Profiling a program consists in dynamically collecting measures during the program execution : which functions or pieces of code are executed, how many times, the duration of an execution, the call tree, …
cProfile is a common profiler for Python programs.
cProfile does deterministic profiling – it collects counters for the whole program execution – as opposed to statistical profiling that monitors samples of the program execution. py-spy (statistical), yappi (deterministic), etc. are other options for Python profiling.
Other options for profiling include system level profiling tools (eg with perf for Linux), or advanced commercial multi-langage profilers such as Alinea map and Intel Vtune for which Inria has licences.
cProfile lets you easily profile your whole script and save result to an output file (cprofile.out here) in pstats format with :
[user@laptop $] python -m cProfile -o cprofile.out /path/to/my_script.py
For profiling a section of your Python script, simply instrument the code with :
import cProfile
profile = cProfile.Profile()
# start profiling section
profile.enable()
# place your payload here
my_profiled_code_or_function()
# stop profiling section
profile.disable()
# save collected statistics
profile.dump_stats('cprofile.out')
[user@laptop $] snakeviz cprofile.out
[user@laptop $] python -m pstats cprofile.out
Welcome to the profile statistics browser.
cprofile.out% stats 5
import pstats
profile_stats = pstats.Stats(profile)
# print to stdout top 10 functions sorted by total execution time
profile_stats.sort_stats('tottime').print_stats(10)

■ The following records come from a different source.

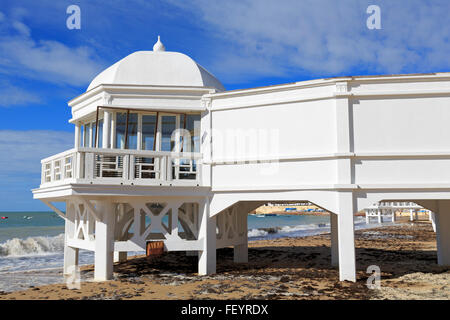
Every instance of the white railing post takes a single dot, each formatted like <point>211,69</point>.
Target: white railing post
<point>131,174</point>
<point>169,168</point>
<point>89,165</point>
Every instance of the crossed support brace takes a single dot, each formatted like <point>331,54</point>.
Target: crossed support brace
<point>207,232</point>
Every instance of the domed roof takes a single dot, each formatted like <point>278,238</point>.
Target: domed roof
<point>157,67</point>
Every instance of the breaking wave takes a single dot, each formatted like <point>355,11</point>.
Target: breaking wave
<point>32,246</point>
<point>299,230</point>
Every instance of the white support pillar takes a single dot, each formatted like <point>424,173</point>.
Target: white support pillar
<point>70,254</point>
<point>104,241</point>
<point>346,237</point>
<point>106,130</point>
<point>207,232</point>
<point>77,135</point>
<point>443,232</point>
<point>120,256</point>
<point>241,250</point>
<point>335,238</point>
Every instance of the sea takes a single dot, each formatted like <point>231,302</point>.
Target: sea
<point>32,243</point>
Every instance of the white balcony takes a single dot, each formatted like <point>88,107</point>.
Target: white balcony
<point>121,167</point>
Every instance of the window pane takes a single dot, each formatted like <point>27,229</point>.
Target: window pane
<point>121,122</point>
<point>100,134</point>
<point>87,136</point>
<point>148,132</point>
<point>193,126</point>
<point>93,135</point>
<point>168,125</point>
<point>132,131</point>
<point>82,136</point>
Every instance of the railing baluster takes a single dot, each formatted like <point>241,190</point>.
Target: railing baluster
<point>126,165</point>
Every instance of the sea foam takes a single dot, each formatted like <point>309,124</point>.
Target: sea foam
<point>32,246</point>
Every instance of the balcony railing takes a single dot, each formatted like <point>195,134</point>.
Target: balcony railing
<point>116,166</point>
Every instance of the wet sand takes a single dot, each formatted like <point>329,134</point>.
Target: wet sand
<point>287,268</point>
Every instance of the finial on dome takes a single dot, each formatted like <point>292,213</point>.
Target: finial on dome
<point>159,45</point>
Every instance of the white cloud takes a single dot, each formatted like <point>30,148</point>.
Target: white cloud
<point>22,151</point>
<point>266,37</point>
<point>45,60</point>
<point>11,96</point>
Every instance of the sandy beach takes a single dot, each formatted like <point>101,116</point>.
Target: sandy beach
<point>287,268</point>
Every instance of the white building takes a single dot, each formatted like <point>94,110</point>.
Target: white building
<point>341,143</point>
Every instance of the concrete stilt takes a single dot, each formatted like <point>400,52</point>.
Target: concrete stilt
<point>207,232</point>
<point>334,239</point>
<point>347,262</point>
<point>70,254</point>
<point>104,241</point>
<point>443,232</point>
<point>241,250</point>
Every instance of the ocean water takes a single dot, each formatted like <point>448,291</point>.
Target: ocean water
<point>32,243</point>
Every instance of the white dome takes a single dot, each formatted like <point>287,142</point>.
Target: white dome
<point>160,68</point>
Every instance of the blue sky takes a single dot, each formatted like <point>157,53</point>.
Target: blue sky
<point>244,43</point>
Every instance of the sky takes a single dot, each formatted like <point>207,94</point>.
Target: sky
<point>244,43</point>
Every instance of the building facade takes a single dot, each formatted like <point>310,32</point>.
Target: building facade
<point>163,152</point>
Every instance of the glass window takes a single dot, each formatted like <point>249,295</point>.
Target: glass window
<point>100,133</point>
<point>193,126</point>
<point>93,135</point>
<point>168,126</point>
<point>82,136</point>
<point>148,132</point>
<point>121,123</point>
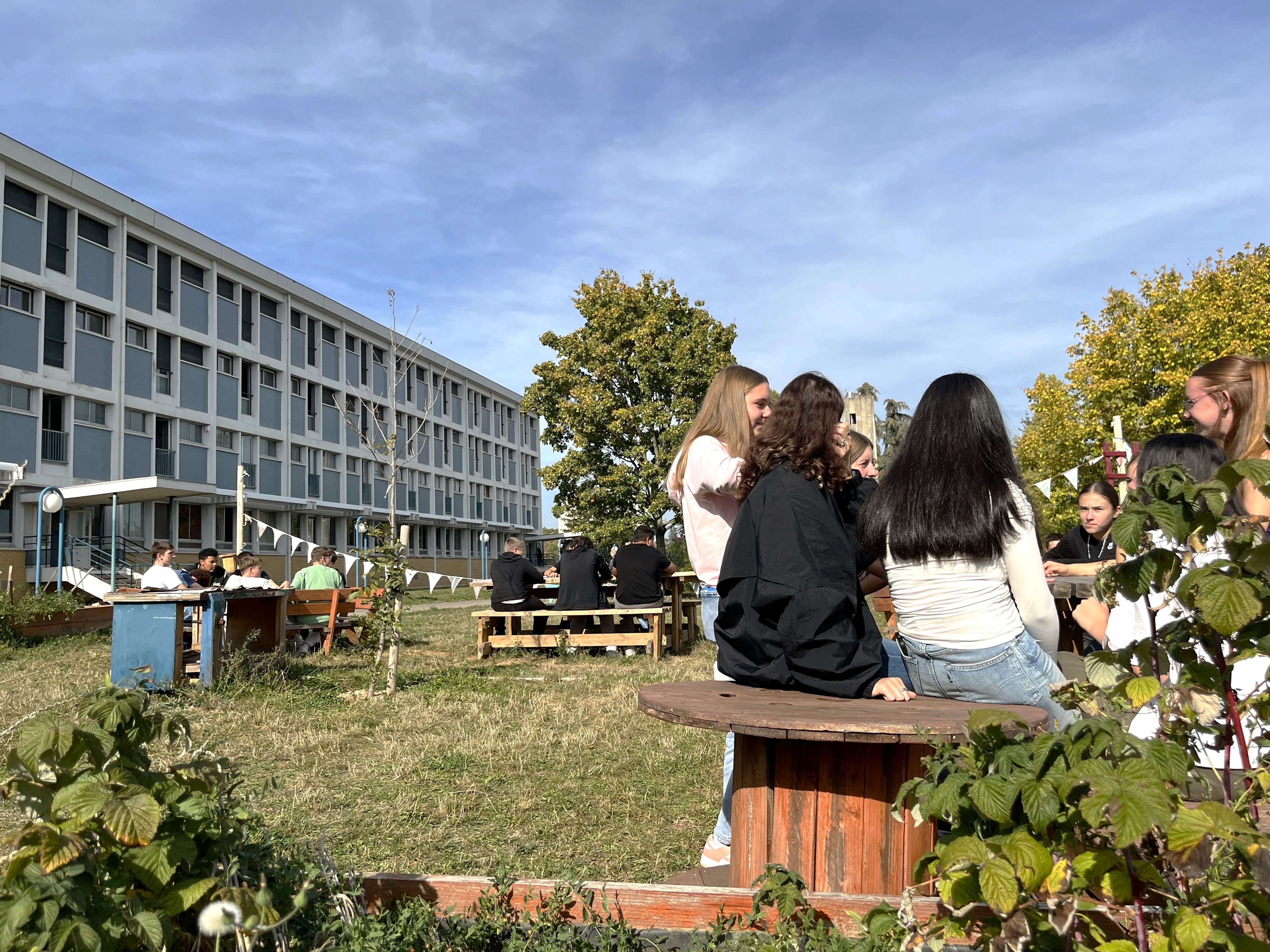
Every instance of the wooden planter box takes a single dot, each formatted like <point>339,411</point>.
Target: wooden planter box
<point>87,619</point>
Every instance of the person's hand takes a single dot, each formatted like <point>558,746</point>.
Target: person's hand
<point>892,690</point>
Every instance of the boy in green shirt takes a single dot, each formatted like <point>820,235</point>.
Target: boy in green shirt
<point>319,574</point>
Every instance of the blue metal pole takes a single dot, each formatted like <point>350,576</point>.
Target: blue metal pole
<point>115,535</point>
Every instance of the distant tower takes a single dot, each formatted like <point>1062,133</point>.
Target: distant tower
<point>861,413</point>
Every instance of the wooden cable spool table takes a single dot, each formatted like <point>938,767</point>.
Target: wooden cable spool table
<point>816,777</point>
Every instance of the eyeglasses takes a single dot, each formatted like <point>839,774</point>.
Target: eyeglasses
<point>1188,404</point>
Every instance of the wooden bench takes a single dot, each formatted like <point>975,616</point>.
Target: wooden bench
<point>588,637</point>
<point>332,604</point>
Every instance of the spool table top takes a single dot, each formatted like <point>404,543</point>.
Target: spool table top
<point>726,706</point>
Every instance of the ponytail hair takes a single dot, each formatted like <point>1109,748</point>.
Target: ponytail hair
<point>1248,382</point>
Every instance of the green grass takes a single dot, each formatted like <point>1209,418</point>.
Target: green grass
<point>472,768</point>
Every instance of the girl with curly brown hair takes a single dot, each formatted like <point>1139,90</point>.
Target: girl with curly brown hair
<point>790,607</point>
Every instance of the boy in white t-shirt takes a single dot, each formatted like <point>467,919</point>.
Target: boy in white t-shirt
<point>249,577</point>
<point>162,575</point>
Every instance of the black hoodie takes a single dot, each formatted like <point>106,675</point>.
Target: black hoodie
<point>512,575</point>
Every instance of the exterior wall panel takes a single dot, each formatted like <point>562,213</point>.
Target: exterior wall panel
<point>20,341</point>
<point>94,269</point>
<point>94,360</point>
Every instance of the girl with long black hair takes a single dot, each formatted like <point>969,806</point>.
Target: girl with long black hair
<point>790,607</point>
<point>976,619</point>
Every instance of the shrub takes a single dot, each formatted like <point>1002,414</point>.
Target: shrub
<point>116,852</point>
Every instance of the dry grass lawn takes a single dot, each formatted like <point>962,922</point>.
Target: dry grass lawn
<point>526,762</point>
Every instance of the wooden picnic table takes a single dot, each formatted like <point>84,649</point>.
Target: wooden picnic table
<point>816,777</point>
<point>1070,592</point>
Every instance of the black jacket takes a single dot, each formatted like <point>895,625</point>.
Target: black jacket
<point>581,573</point>
<point>512,575</point>
<point>1079,547</point>
<point>790,607</point>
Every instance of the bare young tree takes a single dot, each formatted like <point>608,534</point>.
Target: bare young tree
<point>386,433</point>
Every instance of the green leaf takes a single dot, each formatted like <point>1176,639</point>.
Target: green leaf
<point>1228,604</point>
<point>148,928</point>
<point>963,848</point>
<point>59,848</point>
<point>1191,930</point>
<point>182,895</point>
<point>1188,829</point>
<point>1041,803</point>
<point>1128,527</point>
<point>1256,471</point>
<point>83,799</point>
<point>1140,691</point>
<point>994,796</point>
<point>999,885</point>
<point>133,820</point>
<point>157,862</point>
<point>1032,861</point>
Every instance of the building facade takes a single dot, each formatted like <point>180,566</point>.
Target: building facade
<point>141,362</point>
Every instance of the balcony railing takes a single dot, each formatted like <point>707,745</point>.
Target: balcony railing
<point>166,462</point>
<point>55,446</point>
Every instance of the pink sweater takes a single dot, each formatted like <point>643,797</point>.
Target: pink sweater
<point>709,503</point>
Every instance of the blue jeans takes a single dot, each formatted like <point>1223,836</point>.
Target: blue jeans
<point>1015,673</point>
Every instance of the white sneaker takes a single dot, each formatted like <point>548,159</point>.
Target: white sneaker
<point>716,853</point>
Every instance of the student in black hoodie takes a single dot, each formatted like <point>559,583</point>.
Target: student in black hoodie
<point>513,575</point>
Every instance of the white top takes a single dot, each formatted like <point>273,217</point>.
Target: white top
<point>966,604</point>
<point>1130,622</point>
<point>161,577</point>
<point>709,503</point>
<point>242,582</point>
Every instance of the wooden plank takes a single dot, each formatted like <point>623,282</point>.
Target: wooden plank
<point>794,807</point>
<point>751,809</point>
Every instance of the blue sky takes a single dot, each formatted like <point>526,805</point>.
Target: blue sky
<point>882,192</point>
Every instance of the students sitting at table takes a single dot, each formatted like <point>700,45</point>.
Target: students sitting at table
<point>210,562</point>
<point>581,570</point>
<point>251,575</point>
<point>1088,547</point>
<point>977,621</point>
<point>162,575</point>
<point>790,606</point>
<point>513,577</point>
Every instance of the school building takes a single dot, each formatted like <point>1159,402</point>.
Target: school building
<point>141,362</point>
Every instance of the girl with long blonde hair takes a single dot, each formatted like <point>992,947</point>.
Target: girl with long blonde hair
<point>704,480</point>
<point>1227,400</point>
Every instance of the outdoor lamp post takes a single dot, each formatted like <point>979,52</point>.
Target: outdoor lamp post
<point>359,539</point>
<point>50,504</point>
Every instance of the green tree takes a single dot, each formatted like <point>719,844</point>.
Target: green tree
<point>620,399</point>
<point>891,431</point>
<point>1132,361</point>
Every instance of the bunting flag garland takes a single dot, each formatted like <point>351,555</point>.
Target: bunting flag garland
<point>288,544</point>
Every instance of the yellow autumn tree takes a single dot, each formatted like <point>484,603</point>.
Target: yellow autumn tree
<point>1132,360</point>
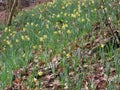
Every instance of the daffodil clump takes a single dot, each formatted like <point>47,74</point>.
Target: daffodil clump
<point>48,29</point>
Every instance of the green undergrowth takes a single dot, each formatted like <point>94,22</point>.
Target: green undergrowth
<point>49,30</point>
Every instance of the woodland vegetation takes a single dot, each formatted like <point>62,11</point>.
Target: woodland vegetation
<point>60,45</point>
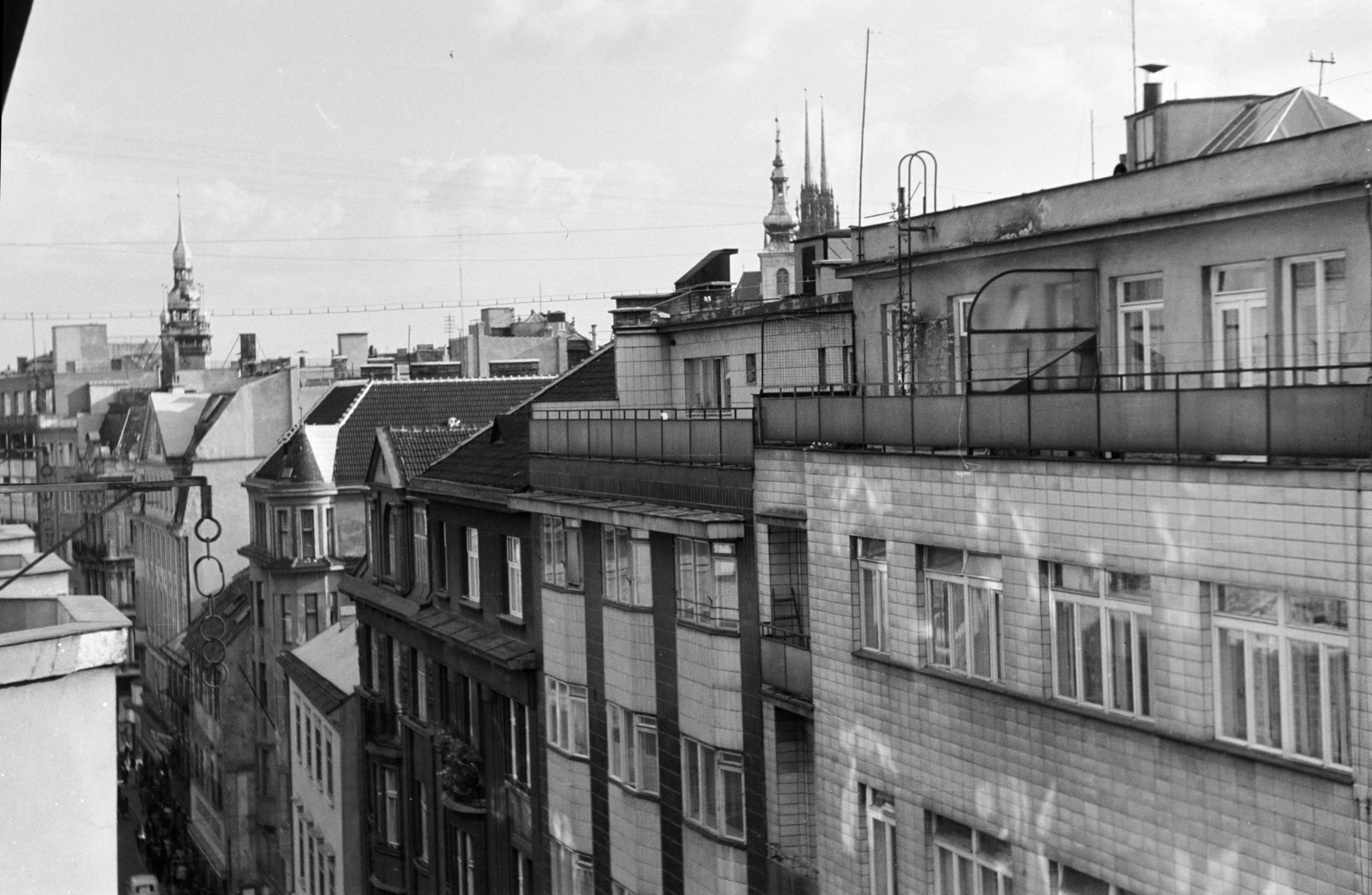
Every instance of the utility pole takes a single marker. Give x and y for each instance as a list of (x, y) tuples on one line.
[(1321, 63)]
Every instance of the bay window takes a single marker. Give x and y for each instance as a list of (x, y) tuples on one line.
[(964, 598), (1101, 637), (707, 582), (633, 748), (567, 717), (713, 783), (1282, 673), (626, 559), (562, 552)]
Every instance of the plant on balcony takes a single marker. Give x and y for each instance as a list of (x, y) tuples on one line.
[(460, 769)]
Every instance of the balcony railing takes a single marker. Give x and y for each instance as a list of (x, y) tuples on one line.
[(696, 436), (1198, 413)]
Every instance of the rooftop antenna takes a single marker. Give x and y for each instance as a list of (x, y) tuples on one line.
[(1321, 63)]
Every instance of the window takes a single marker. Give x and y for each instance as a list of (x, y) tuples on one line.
[(964, 596), (260, 537), (573, 872), (782, 282), (1063, 880), (1140, 331), (1282, 673), (567, 717), (563, 552), (312, 616), (473, 564), (713, 788), (514, 578), (707, 582), (1239, 297), (871, 592), (633, 748), (420, 822), (628, 564), (390, 541), (1319, 317), (882, 840), (707, 381), (309, 548), (519, 742), (390, 821), (1145, 151), (422, 688), (1101, 637), (285, 544), (971, 862), (438, 555), (288, 618)]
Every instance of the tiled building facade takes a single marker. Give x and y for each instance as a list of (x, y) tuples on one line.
[(1088, 545)]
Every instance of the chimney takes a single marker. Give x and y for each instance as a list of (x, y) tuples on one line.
[(1152, 95)]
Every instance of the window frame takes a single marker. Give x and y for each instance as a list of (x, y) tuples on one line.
[(1285, 632), (1321, 376), (1243, 301), (569, 717), (626, 566), (873, 610), (1147, 378), (967, 582), (1106, 605)]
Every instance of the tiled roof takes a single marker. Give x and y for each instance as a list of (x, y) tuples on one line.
[(592, 381), (418, 447), (422, 402), (334, 405), (496, 458)]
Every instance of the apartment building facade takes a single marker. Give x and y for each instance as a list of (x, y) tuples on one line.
[(1087, 543)]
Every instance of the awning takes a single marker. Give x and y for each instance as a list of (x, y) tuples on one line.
[(690, 523)]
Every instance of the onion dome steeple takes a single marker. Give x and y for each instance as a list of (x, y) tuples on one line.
[(779, 225)]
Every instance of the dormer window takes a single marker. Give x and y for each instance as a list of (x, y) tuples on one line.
[(1145, 150)]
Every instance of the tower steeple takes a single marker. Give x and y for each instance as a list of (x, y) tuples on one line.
[(779, 224)]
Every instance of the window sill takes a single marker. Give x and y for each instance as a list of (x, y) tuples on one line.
[(713, 835), (1142, 725)]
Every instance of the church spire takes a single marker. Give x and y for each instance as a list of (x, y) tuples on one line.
[(809, 178), (779, 224)]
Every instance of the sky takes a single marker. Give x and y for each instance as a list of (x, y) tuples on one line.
[(546, 153)]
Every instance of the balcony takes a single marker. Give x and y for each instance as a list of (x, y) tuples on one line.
[(786, 662), (1184, 417), (700, 436)]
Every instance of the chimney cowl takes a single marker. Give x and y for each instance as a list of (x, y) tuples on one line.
[(1152, 95)]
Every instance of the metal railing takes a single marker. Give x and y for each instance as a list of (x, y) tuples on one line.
[(1227, 412), (693, 436)]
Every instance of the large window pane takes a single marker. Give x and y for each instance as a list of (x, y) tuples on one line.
[(1067, 614), (1234, 705), (1122, 660), (1267, 691), (1307, 728), (1092, 662)]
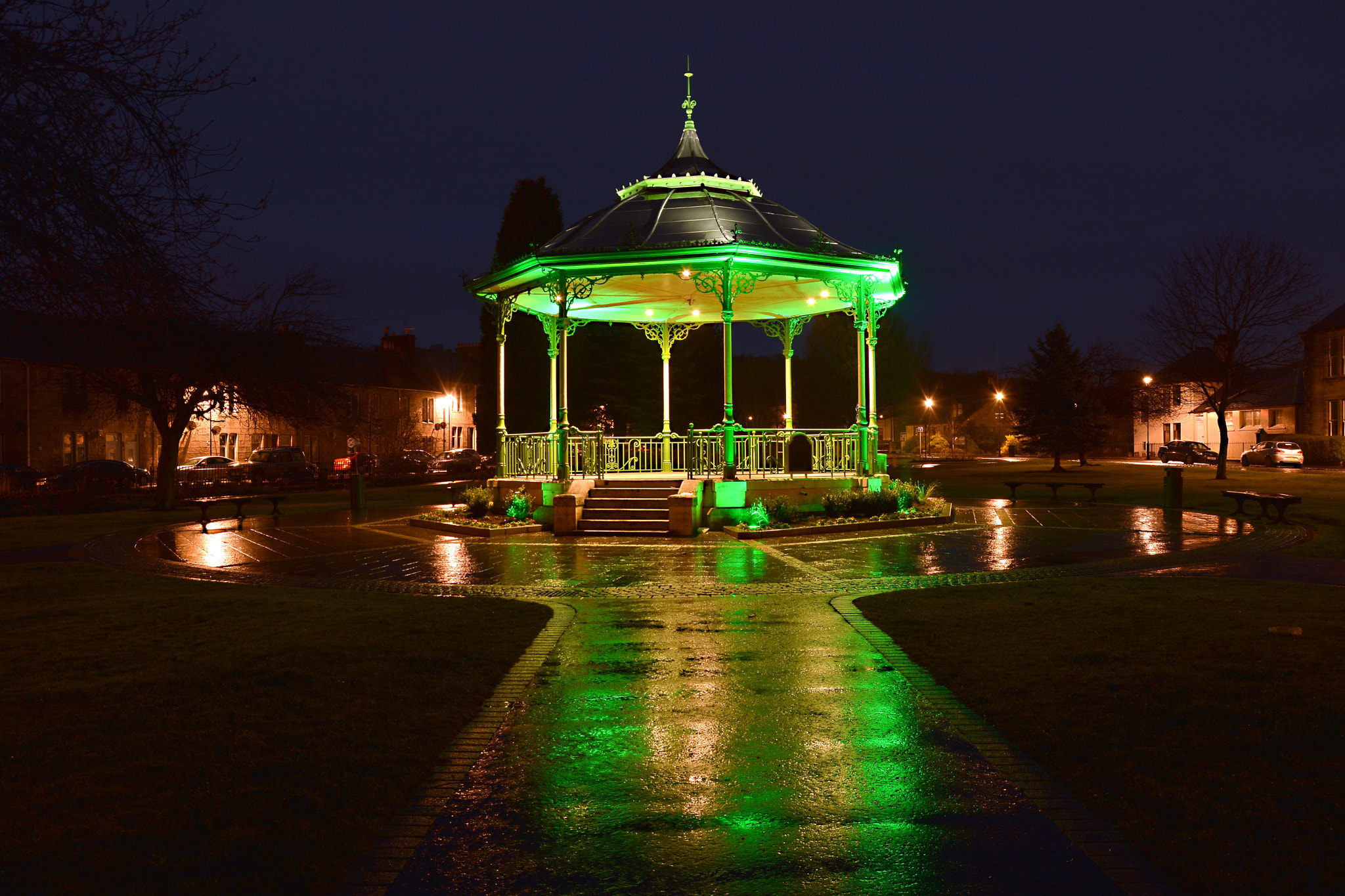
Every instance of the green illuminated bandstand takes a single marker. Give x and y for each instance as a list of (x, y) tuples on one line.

# print to stdout top 5 functions sorted by number of time called
profile_stats.sort_stats('ncalls').print_stats(5)
Ordered by: internal time
List reduced from 16 to 5 due to restriction <5>
ncalls tottime percall cumtime percall filename:lineno(function)
20000 0.017 0.000 0.059 0.000 /user/mvesin/home/.conda/envs/geomstats-conda3backends/lib/python3.7/site-packages/autograd/tracer.py:35(f_wrapped)
10000 0.013 0.000 0.013 0.000 {built-in method numpy.core._multiarray_umath.c_einsum}
20000 0.008 0.000 0.013 0.000 /user/mvesin/home/.conda/envs/geomstats-conda3backends/lib/python3.7/site-packages/autograd/tracer.py:65(find_top_boxed_args)
10000 0.008 0.000 0.026 0.000 {built-in method numpy.core._multiarray_umath.implement_array_function}
10000 0.005 0.000 0.072 0.000 /home/mvesin/GIT/geomstats/mvesin_geomstats/geomstats/geometry/riemannian_metric.py:222(norm)
210006 function calls in 0.072 seconds
You may also want to replay execution step by step with a Python debugger such as pdb to help link profiling results with the execution flow.
cProfile profiling was recently used by EPIONE team and SED-SAM recently for jointly tuning geomstats performanc. It helped better understanding performance trends and gaining significant acceleration for parts of the library.